N. Yıldırım: Az önce demiştim. Sabah 7, akşam 7, mesaiye devam ediyorum. Müşteri gelirse tıraş ediyorum. İlaç için gelenler oluyor. Dostlar ahbaplar geliyor. Namaza gidiyorum. Bazen basın mensupları geliyor, çeşitli konularda demeç veriyorum. Bazen dışarıdan gelen gazetecileri yanıma getiriyorlar, onlarla çeşitli konularda konuşuyorum.

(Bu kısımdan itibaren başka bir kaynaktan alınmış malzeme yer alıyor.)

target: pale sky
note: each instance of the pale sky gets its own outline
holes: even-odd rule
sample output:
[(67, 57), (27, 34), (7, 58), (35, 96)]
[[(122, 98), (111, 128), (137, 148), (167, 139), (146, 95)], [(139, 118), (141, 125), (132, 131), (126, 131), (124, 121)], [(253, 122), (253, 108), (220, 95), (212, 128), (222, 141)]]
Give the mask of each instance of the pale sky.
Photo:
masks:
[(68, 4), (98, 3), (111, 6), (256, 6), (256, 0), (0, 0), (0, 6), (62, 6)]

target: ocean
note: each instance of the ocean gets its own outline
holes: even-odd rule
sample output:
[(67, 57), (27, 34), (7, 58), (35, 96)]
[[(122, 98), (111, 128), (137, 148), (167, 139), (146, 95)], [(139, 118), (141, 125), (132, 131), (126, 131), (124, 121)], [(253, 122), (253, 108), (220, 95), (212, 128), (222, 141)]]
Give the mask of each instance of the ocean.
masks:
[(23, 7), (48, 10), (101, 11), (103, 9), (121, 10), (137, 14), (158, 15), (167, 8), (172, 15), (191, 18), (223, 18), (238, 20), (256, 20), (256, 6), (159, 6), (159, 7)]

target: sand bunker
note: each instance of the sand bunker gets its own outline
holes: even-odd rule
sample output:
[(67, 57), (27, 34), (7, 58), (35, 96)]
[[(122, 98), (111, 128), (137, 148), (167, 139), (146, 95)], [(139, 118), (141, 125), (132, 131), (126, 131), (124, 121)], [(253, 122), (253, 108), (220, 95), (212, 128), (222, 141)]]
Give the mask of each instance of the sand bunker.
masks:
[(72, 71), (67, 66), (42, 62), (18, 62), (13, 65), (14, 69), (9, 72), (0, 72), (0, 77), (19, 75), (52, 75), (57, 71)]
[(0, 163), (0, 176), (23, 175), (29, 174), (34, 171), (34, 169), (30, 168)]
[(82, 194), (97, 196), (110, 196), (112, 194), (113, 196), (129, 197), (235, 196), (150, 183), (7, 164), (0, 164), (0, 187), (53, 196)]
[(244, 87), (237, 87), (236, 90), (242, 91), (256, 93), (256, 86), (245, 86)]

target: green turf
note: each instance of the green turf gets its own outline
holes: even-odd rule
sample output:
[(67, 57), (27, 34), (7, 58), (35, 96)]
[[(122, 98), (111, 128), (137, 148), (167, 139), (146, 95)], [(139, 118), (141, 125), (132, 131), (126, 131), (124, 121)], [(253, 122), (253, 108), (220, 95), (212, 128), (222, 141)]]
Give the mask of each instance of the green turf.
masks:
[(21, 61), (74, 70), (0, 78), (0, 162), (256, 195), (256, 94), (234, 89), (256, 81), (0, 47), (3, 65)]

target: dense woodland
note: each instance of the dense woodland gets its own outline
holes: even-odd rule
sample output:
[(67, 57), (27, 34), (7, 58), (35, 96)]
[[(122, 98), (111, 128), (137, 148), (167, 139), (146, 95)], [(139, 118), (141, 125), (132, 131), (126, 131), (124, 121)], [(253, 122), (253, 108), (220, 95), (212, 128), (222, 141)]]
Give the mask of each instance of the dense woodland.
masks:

M. Sarmış: Küçük bir kütüphaneniz var burada, herhalde kitap da okuyorsunuz.

N. Yıldırım: Tabii. Ayrıca bitkisel kitaplarım var, ilaç için onları okuyorum. Kur'an okuyorum. Aslını değil de mealini. Demiştim, zamanında hocadan kaçtığım için aslını okumayı öğrenemedim. Bazen kafama bir şey takıldığında veya televizyonda bir şey duyduğumda açıp oraya bakıyorum. Acaba Allah bu konuda ne demiş? Buradan hocalarıma da seslenmek istiyorum. Kur'an'ı anlamadan okuyup geçmeyin, ne dediğini de anlatın biraz.

M. Sarmış: Son olarak eklemek istediğiniz bir şey var mı?

N. Yıldırım: Dükkânımıza misafir olduğunuz için ve bize bu imkânı verdiğiniz için size teşekkürlerimi arz ederim. Tekraren söyleyeyim. Ben Urfalıyım. Bir de "Şanlıurfalı" var. Şimdi bir de "Şamlıurfalı" var. Bahçelievler'de onlar çok. (Suriyelileri kast ediyor.) Ben Urfa'yı çok seviyorum. Bu memleket için elimden gelen her şeyi yapmak istiyorum. Keşke şöyle sizin gibi kimselerle oturup Urfa'yı uzun uzun konuşabilsek… Ama Urfa'yı anlatmak kolay değil, Urfa'yı yaşamak lazım. Kimi çiğköfteme sahip çıktı. "Kıymalı ekmeğime" lahmacun dediler. Pizzayı rakip olarak çıkardılar. Kimi fıstığımı aldı, adını değiştirdi. Zaten Seyfettin Sucu demiş "Sahipsiz Urfam için ben ölüm." Doğru demiş. Ben de şimdi "Sahipsiz Urfa için Berber Necdet sen öl." diyorum. Hiç kimse bu memleket için elini taşın altına koymuyor.

M. Sarmış: Dert çok abi. Biz elimizden geleni yapalım. Çok teşekkür ederim.

N. Yıldırım: Asıl ben size çok teşekkür ederim. Bir dost kazandım. Her zaman beklerim.

("Bir acı kahve içmeden bırakmam." dedi. İçtik ve ayrıldık.)